After a COVID vacation, the Detroit Auto Show is back to take over the downtown convention center.
It’s a unique corporate showcase. Detroit Auto Show is well-known. Many have attended since they can remember (the show dates to 1899). It’s part of “Motor City,” Henry Ford’s hometown.
1899 lacked electric automobiles. As major automakers prepare to switch to EVs in the coming decade, battery-powered vehicles dominated the 723,000-square-foot exhibit space. President Biden, a self-described “car guy,” traveled from D.C. to promote a nationwide EV charging network and drive a Corvette Z06.
Major car makers, startups, and research agencies built pop-up booths for participants to browse and drove cars onto freshly rolled-out carpets.
Big brands built indoor driving courses. At least two booths had metal mountains where test drivers led passengers up a steep hill to demonstrate traction and braking.
Biden’s emphasis on developing a domestic EV supply chain may have prompted some companies to locate plants in the U.S. Batteries are heavy and expensive to ship from overseas, therefore it’s best to build them near EV assembly plants.
Despite battery costs, automakers are offering cheaper electric cars.
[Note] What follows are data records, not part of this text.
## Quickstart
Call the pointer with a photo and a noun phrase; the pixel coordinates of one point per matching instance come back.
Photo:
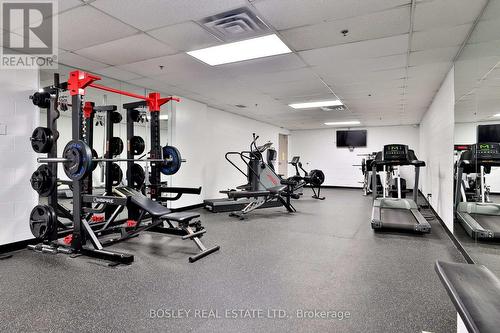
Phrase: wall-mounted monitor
(488, 133)
(354, 138)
GM’s Chevrolet Equinox compact SUV debuted last week. It costs $30,000 and can travel 250 miles each charge. More money buys 300 miles (500 km) more range.
Equinox is North American-made. It’s Mexican-made. The company won’t specify where the battery will be built, but it’s matching other tax credit standards.
Christian Meunier, CEO of Stellantis’ Jeep brand, said building adequate charging stations will take more than government money. Biden said the money should spur private investment.
“There’s momentum. Meunier stated at the auto show that private enterprises may invest more. “It’ll explode.”